Di tengah pembicaraan suami istri itu, pintu rumah tiba-tiba terbuka disertai dengan ucapan salam. Setelahnya, terlihatlah Zayyan yang baru pulang dari rumah sang nenek.

"Ada apa nih? Sepertinya Mama sama Papa sedang membicarakan hal yang serius." Zayyan menebak dari raut wajah kedua orang tuanya.

"Kamu pasti sudah tahu kan kalau saham perusahaan turun?" tanya Rafi.

Zayyan mengangguk. "Lantas?"

"Untuk menstabilkan saham, kita perlu meyakinkan para pemegang saham, Zayyan.
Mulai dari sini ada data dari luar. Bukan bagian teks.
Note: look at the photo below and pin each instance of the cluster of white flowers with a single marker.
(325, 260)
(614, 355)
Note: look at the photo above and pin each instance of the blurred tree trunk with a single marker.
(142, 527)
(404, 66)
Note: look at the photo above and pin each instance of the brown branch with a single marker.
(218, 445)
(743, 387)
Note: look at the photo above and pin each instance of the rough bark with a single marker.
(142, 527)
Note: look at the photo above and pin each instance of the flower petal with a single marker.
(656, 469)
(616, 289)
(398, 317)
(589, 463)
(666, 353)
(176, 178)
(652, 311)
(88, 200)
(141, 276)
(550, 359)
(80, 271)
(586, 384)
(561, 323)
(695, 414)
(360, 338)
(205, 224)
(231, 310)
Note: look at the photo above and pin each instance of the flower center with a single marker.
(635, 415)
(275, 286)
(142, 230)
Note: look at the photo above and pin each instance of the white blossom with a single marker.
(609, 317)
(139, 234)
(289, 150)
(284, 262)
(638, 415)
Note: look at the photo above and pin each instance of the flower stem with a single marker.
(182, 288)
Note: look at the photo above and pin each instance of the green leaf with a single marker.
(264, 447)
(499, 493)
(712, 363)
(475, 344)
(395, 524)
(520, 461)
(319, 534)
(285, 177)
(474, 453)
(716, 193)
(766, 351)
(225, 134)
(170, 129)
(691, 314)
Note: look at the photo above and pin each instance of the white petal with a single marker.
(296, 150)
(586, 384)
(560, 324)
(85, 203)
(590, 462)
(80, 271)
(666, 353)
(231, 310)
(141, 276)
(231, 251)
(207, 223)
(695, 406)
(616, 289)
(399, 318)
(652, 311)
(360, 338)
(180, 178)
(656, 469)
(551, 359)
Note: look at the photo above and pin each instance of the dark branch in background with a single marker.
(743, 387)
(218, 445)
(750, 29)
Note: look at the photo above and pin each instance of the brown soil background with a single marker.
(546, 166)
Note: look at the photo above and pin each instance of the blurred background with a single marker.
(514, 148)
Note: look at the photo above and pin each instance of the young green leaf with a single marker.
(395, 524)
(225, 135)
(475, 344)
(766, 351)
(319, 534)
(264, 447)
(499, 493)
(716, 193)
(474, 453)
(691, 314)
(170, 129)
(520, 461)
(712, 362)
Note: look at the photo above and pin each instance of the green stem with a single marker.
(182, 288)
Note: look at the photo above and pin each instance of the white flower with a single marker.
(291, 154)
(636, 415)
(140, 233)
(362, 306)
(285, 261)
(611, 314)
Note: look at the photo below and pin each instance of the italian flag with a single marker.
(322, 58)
Salah satu caranya adalah dengan tetap dilaksanakannya pernikahan kamu, agar kepercayaan mereka kepada kita bisa kembali," ujar Rafi. "Menikahlah dengan Siska, Zayyan. Dia sekretaris papah, dan dia perempuan baik."

"Kok jadi Siska, Pah?" tanya Anita dengan heran. Sedari tadi suaminya itu tidak menyinggung soal Siska.

"Ya, hanya dia kandidat yang ada di pikiran papah sekarang, Mah," jawab Rafi. "Bagaimana, Zayyan, apakah kamu mau menikah dengan Siska?"